# ICD -10 Books



## eroland (Aug 3, 2011)

I am in the process of getting our office ready for the transition to ICD-10.
I notice on the AAPC's website there is an ICD-10 book available with the 2010 Official Code sets. I would like to purchase this book, but is there a chance that since they are 2010 code sets, the codes could possibly change before the October 2013 implementation date? Would I need to purchase another book with the current code sets before the implementation date, or will the 2010 code sets still be accurate? I wonder if I should wait until closer to implementation date to purchase ICD-10 books... 

Thank you for your help!


----------



## cordelia (Aug 3, 2011)

The codes are still in a "draft" stage. They are not the finalized codes and won't be until 2013.  So yes, you will need to buy actual newer books come 2013


----------



## eroland (Aug 5, 2011)

Thank you for the reply!  I just participated in a CMS teleconference regarding ICD-10. The last regular updates to ICD-10 will be made on October 1, 2011.
On October 1, 2012 there will only be limited code updates. Looks like it's a good idea to wait until 2012 to get ICD-10 books.


----------



## Alicia Scott (Aug 5, 2011)

*Waiting for ICD-10*

Something that I am doing with my students and you may want to try with your office is get them used to seeing what ICD-10 codes are going you look like. For example: 401.9 is now I10. A way to do that is to use the ICD-10 translator on the AAPC website. You don't have to be a member to use this service. An ICD-9 code can be put in and an ICD-10 code is revealed. I am having my students translate codes in their homework so that they can feel more comfortable with the codes. 

Another thing that is going to be important for writing ICD-10 codes is get your office to start writing the number 0 with a strike through. There are codes that start O0 and the number needs to be shown differently. Also strike the 7 so that it is not confused with a 2. Last the letter Z is also a new character in the codes. Teach them to strike through Z so that it is not confused with a number 2.


----------



## DBRYAN (Feb 21, 2012)

Hi, 
This message is for Eileen Roland. I work for a billing department and we recently (within the last year) took on the billing for a ENT office. This is new to us and they also have an Audiologist at the office as well, and we have some questions on how to do the billing for the audiologist.

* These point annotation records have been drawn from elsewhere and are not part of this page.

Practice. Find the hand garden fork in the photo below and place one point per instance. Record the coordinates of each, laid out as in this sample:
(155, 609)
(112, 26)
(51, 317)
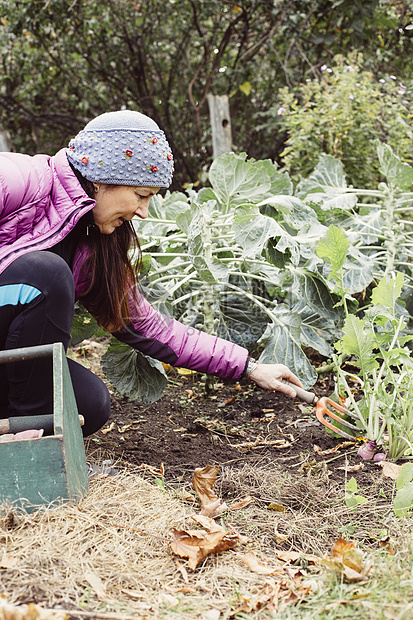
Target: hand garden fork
(326, 407)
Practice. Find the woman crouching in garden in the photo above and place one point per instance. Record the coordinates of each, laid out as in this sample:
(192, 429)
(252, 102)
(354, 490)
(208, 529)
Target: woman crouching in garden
(66, 235)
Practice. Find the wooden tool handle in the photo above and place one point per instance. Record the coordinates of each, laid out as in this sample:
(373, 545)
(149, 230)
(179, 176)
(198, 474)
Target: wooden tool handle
(307, 397)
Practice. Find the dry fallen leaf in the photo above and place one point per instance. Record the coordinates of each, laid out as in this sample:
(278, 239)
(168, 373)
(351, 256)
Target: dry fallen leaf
(256, 566)
(390, 470)
(352, 467)
(133, 594)
(207, 523)
(288, 556)
(347, 561)
(203, 481)
(277, 507)
(96, 583)
(245, 501)
(182, 570)
(197, 544)
(156, 472)
(385, 544)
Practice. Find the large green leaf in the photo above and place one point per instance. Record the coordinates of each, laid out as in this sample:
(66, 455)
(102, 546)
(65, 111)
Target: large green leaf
(162, 209)
(396, 172)
(236, 181)
(282, 340)
(387, 292)
(253, 230)
(133, 374)
(327, 186)
(317, 332)
(240, 321)
(333, 248)
(312, 289)
(359, 341)
(196, 221)
(83, 325)
(359, 270)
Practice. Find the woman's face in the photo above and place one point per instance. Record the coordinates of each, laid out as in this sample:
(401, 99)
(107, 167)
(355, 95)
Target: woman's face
(117, 203)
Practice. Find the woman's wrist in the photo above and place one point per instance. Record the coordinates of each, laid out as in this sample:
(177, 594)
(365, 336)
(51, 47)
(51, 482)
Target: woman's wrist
(251, 366)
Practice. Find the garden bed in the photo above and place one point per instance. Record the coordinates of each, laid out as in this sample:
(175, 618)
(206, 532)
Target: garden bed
(110, 557)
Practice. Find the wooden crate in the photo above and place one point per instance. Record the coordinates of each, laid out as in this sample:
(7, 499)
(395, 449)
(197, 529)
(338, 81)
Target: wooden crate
(50, 469)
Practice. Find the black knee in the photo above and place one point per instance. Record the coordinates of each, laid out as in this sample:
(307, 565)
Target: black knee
(50, 274)
(92, 397)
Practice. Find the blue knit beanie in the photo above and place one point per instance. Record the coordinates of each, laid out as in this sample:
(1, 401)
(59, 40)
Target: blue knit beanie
(122, 148)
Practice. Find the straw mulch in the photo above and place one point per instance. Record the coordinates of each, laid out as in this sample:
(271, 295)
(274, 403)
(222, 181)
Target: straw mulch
(108, 557)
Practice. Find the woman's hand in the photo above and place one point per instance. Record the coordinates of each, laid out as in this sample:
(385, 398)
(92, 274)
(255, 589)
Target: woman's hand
(269, 377)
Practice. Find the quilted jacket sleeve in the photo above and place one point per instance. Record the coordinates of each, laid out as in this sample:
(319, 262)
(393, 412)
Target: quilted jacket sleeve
(173, 342)
(170, 341)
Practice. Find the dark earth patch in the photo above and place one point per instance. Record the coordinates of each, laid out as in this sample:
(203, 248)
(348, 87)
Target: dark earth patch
(235, 425)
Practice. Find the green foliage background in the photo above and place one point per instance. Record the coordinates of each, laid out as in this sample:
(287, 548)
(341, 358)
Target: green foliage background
(65, 61)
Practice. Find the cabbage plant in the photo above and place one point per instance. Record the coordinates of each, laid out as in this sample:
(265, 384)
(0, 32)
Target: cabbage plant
(239, 259)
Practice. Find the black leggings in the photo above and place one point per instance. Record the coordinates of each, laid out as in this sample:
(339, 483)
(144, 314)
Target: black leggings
(36, 307)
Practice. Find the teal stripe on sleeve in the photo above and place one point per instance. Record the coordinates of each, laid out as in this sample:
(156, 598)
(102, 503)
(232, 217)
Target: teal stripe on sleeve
(13, 294)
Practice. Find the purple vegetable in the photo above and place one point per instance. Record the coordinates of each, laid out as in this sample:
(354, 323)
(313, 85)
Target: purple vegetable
(366, 451)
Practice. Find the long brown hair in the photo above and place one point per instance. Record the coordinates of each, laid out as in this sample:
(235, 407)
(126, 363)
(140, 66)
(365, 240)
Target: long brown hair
(113, 276)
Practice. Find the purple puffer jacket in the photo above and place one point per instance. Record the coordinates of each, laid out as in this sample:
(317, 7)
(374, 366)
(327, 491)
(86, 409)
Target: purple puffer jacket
(41, 201)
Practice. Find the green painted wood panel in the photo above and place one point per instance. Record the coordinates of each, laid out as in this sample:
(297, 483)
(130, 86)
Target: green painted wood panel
(49, 469)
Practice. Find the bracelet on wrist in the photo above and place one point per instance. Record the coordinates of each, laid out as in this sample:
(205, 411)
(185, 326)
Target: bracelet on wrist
(251, 366)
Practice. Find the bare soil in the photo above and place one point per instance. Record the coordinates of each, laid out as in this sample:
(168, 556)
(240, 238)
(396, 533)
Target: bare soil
(236, 424)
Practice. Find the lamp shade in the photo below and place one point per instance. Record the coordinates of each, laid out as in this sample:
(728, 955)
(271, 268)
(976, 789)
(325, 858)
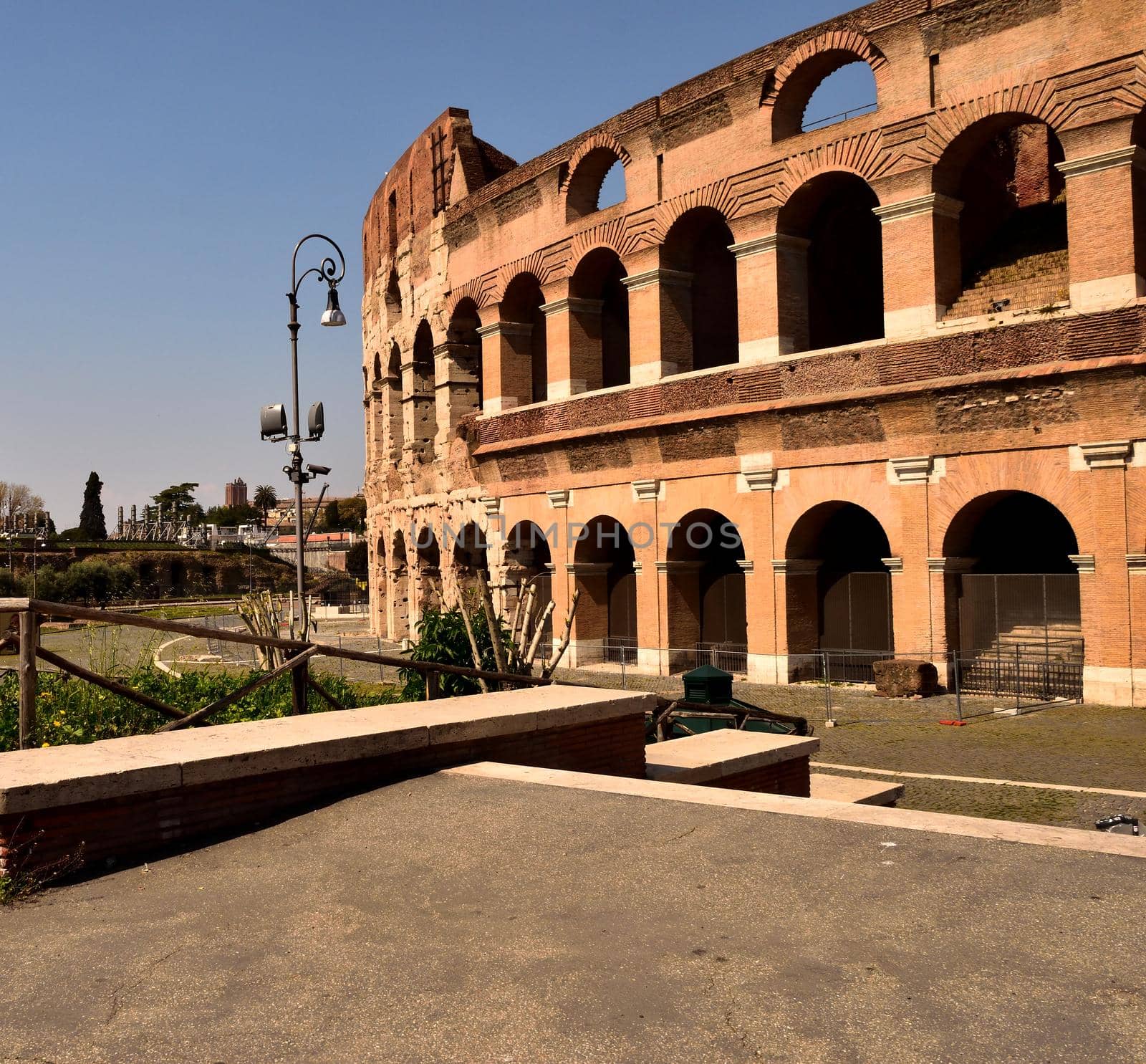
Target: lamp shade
(332, 315)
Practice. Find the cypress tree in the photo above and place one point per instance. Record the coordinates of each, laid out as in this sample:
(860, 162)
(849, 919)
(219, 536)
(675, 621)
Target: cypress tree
(91, 519)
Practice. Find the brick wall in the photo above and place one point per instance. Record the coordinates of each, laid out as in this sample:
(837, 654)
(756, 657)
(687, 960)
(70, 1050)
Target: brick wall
(141, 823)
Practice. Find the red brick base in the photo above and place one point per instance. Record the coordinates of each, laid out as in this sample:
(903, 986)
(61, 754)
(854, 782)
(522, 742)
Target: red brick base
(139, 823)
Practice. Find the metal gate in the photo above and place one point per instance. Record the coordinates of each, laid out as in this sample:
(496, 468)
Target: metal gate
(855, 618)
(1020, 634)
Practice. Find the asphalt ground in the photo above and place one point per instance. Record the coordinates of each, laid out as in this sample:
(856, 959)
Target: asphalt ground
(453, 919)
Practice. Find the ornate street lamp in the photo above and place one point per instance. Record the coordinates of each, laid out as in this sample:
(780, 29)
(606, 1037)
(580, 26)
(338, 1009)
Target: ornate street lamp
(273, 418)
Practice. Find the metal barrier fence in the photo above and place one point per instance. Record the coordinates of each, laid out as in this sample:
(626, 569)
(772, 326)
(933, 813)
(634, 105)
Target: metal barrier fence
(839, 685)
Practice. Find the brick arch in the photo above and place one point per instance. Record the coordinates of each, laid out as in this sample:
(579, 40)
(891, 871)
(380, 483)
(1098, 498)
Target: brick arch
(718, 196)
(611, 234)
(595, 143)
(863, 156)
(1031, 101)
(977, 476)
(546, 265)
(788, 90)
(478, 289)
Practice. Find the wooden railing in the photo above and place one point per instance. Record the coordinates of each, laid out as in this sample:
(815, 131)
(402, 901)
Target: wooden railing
(32, 611)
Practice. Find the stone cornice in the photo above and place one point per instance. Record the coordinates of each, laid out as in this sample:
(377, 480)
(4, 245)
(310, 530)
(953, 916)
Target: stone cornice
(659, 275)
(771, 242)
(1109, 454)
(1129, 156)
(506, 328)
(569, 304)
(934, 203)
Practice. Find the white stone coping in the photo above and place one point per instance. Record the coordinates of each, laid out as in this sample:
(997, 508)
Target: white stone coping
(817, 808)
(854, 790)
(114, 768)
(725, 752)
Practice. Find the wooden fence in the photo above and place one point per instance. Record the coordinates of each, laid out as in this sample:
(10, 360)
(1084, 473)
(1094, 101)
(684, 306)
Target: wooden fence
(32, 611)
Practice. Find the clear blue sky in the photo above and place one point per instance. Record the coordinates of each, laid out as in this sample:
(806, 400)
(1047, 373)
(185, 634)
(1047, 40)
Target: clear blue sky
(160, 160)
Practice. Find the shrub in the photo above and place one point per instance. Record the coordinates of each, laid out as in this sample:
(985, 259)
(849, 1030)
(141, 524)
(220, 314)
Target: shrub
(443, 639)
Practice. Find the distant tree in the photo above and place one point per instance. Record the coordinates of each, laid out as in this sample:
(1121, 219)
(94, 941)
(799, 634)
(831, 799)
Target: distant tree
(178, 504)
(355, 559)
(95, 580)
(228, 516)
(265, 498)
(19, 502)
(91, 519)
(352, 514)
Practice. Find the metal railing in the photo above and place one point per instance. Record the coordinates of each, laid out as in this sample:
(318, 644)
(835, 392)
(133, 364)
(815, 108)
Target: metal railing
(30, 613)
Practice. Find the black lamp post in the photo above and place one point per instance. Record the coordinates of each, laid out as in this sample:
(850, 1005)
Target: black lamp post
(273, 420)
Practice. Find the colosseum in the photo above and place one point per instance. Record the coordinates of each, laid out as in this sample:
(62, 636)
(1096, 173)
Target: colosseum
(798, 391)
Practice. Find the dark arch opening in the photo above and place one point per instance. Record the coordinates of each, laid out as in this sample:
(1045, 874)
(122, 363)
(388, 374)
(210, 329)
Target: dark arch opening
(839, 592)
(526, 378)
(698, 244)
(393, 294)
(848, 91)
(429, 555)
(607, 616)
(399, 599)
(423, 398)
(393, 387)
(1012, 596)
(587, 192)
(708, 605)
(1138, 192)
(794, 110)
(466, 393)
(1012, 227)
(602, 328)
(529, 561)
(836, 281)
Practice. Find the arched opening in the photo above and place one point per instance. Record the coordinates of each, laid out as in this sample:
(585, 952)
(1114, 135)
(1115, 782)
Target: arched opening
(470, 553)
(393, 295)
(526, 378)
(708, 609)
(466, 389)
(399, 590)
(1012, 227)
(846, 92)
(607, 613)
(393, 393)
(597, 183)
(838, 593)
(601, 319)
(832, 265)
(422, 429)
(698, 246)
(1012, 594)
(529, 562)
(1138, 192)
(429, 570)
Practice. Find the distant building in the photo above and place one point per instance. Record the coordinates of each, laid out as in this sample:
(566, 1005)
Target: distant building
(235, 493)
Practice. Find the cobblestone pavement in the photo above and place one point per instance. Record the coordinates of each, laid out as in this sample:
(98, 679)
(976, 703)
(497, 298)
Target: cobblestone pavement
(1083, 745)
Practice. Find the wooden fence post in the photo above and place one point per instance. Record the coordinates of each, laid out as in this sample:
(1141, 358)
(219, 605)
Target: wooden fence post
(29, 678)
(298, 678)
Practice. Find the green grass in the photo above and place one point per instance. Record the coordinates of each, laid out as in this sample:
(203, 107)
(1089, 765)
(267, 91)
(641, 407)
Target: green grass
(185, 613)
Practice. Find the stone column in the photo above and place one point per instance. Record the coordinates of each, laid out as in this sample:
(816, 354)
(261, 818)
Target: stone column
(660, 324)
(920, 262)
(507, 365)
(911, 615)
(1100, 221)
(1103, 573)
(573, 345)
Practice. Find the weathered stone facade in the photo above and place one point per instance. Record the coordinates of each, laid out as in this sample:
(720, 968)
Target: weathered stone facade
(867, 345)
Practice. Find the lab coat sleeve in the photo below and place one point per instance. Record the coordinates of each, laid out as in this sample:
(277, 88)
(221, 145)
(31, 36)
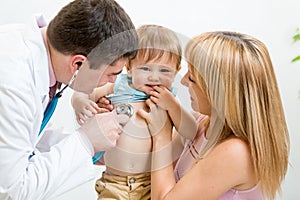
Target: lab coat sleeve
(66, 165)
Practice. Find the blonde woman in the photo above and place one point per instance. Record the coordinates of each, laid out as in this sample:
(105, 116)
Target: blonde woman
(242, 145)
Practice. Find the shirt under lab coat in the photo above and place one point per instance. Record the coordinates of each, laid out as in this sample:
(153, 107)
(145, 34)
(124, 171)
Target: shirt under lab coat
(61, 162)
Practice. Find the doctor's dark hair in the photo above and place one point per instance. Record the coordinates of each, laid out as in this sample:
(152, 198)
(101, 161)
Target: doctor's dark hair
(98, 29)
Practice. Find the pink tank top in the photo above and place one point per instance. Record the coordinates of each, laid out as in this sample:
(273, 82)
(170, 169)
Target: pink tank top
(187, 159)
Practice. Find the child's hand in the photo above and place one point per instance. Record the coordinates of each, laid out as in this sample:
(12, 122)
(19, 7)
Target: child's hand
(162, 97)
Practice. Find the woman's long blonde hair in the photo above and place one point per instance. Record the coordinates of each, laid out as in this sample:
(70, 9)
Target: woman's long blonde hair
(236, 73)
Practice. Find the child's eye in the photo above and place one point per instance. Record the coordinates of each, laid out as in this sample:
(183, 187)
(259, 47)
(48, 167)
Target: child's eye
(190, 79)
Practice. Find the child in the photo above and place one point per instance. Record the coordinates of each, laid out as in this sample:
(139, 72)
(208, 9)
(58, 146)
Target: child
(241, 149)
(128, 165)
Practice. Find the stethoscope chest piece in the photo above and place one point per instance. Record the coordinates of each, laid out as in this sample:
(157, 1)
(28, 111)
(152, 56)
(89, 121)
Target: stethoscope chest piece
(125, 108)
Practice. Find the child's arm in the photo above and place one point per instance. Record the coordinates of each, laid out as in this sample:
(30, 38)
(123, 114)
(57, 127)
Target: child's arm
(84, 107)
(184, 121)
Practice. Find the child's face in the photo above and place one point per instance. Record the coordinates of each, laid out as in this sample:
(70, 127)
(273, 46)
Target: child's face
(147, 75)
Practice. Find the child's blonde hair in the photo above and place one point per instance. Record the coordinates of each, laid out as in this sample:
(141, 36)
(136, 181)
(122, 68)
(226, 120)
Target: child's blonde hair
(157, 41)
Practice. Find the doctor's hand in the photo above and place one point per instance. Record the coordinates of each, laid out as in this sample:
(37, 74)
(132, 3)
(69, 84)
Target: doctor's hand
(84, 108)
(103, 130)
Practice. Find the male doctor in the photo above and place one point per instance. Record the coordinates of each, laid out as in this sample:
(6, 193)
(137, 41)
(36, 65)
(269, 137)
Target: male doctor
(92, 37)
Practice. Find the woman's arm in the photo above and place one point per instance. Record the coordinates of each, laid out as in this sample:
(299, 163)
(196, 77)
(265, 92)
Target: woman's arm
(184, 121)
(227, 166)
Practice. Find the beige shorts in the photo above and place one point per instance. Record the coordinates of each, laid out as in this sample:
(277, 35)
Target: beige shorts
(135, 187)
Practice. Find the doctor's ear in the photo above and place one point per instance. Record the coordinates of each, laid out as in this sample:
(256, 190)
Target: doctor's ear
(78, 64)
(77, 61)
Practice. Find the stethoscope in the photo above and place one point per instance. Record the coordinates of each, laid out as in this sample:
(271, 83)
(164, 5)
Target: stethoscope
(52, 104)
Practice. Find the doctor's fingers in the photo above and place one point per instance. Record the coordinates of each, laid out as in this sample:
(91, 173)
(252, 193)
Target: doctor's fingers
(144, 114)
(152, 106)
(103, 102)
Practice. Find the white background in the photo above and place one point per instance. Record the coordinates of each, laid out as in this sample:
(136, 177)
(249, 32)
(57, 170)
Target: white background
(274, 22)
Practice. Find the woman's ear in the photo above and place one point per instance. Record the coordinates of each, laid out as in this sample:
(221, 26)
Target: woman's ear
(178, 68)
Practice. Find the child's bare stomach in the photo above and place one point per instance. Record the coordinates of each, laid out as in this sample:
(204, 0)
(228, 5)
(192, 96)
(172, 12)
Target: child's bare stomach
(132, 155)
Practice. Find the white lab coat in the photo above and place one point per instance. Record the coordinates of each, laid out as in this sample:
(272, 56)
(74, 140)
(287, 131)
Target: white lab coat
(64, 162)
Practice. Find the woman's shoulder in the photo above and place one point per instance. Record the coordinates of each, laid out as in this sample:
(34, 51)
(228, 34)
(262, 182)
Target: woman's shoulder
(233, 148)
(235, 155)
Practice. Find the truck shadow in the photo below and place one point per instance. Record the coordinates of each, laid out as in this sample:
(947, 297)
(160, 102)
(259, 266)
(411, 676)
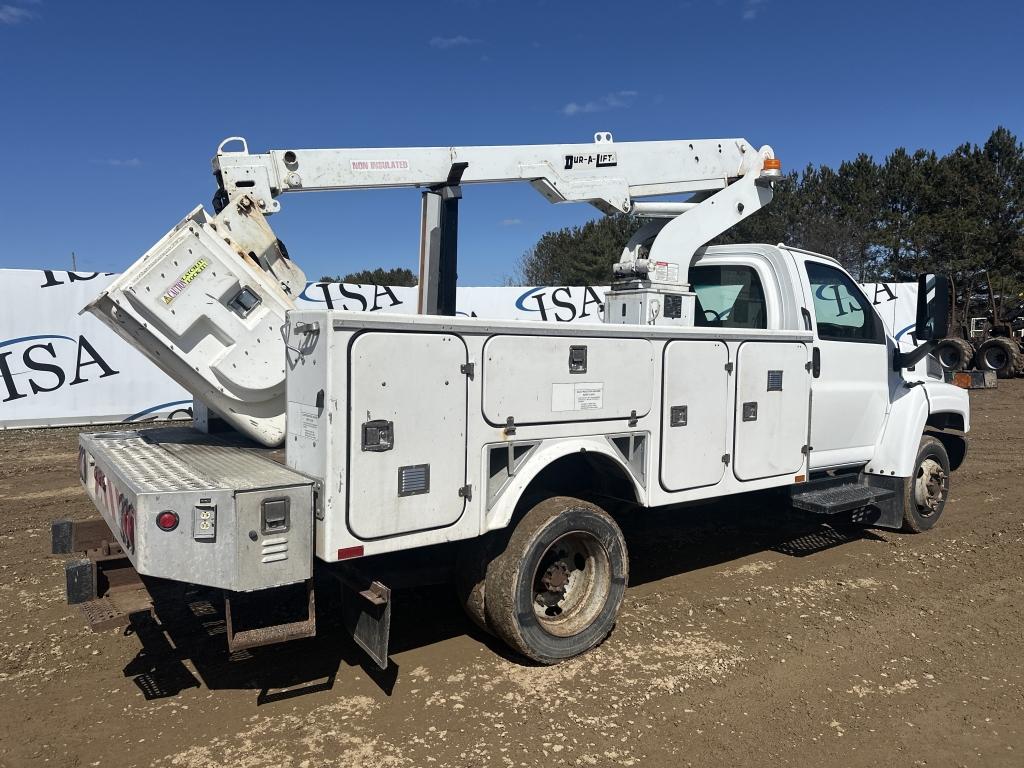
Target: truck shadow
(183, 641)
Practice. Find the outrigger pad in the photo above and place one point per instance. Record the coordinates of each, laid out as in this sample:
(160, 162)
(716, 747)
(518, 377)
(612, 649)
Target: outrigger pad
(367, 615)
(80, 576)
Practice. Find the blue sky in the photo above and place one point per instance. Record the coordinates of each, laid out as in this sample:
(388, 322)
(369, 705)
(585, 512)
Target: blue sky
(110, 112)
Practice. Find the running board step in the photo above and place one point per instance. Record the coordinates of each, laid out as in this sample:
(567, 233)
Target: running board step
(842, 498)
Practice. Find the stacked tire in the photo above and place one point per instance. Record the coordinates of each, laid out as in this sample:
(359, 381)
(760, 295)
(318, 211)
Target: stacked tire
(954, 354)
(1001, 355)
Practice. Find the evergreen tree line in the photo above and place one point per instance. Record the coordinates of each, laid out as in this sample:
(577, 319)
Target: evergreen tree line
(961, 214)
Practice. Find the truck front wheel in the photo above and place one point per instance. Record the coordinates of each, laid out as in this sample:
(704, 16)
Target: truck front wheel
(928, 488)
(555, 590)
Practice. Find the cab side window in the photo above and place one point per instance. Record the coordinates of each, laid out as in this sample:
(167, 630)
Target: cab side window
(840, 308)
(728, 297)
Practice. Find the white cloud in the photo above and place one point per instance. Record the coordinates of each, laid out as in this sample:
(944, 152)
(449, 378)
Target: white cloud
(752, 8)
(11, 14)
(453, 42)
(616, 100)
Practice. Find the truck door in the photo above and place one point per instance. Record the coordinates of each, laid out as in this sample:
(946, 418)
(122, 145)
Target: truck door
(694, 414)
(772, 394)
(850, 393)
(407, 441)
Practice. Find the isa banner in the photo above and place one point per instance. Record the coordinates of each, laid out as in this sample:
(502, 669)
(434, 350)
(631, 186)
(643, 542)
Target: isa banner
(61, 368)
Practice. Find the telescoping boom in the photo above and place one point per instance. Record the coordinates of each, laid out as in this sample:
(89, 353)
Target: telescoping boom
(223, 342)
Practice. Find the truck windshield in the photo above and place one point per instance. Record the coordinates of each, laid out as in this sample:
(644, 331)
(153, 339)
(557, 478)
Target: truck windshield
(728, 297)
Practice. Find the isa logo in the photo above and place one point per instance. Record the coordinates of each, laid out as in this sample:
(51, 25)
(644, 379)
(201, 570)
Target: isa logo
(32, 366)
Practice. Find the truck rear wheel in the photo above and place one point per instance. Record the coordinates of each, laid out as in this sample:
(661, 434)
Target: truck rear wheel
(928, 488)
(954, 354)
(555, 590)
(1001, 355)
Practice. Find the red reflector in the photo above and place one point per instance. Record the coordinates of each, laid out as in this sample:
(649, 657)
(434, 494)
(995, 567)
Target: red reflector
(346, 552)
(167, 520)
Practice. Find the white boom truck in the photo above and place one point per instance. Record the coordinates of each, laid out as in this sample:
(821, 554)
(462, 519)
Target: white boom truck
(716, 371)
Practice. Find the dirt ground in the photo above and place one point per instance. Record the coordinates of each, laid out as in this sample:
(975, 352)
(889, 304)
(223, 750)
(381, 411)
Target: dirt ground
(749, 636)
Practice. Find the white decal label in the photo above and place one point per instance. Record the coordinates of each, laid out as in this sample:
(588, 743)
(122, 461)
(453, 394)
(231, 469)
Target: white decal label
(308, 424)
(583, 396)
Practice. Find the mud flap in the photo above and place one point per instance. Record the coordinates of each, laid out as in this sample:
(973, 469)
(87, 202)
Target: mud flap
(890, 511)
(278, 633)
(367, 614)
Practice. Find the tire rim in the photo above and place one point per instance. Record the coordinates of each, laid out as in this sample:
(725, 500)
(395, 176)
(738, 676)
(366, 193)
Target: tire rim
(930, 487)
(949, 357)
(995, 357)
(571, 584)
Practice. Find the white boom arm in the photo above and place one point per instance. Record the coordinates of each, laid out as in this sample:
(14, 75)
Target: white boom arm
(607, 174)
(208, 302)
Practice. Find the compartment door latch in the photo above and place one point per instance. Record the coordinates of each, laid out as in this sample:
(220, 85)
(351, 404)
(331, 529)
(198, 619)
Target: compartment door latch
(378, 435)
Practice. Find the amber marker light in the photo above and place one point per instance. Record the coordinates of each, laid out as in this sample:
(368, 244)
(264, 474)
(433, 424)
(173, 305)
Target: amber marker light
(771, 167)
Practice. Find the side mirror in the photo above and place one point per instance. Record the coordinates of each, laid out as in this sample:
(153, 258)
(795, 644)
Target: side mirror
(933, 307)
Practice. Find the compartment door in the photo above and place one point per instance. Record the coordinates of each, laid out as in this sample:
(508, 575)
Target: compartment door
(407, 423)
(694, 414)
(773, 390)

Would you be able to give your contact info (whether it be email info or # to be contacted at)? My work email address is dbryan@aultman.com. 
I know that this post was from sometime ago, but I came across this and wondered if we could ask you some questions. thanks so much. 
Danielle B.


----------



## mitchellde (Feb 21, 2012)

I am using Channel Publishing books and they are now the updated 2012 ICD-10 CM books I think they are excellent and my students love them.


----------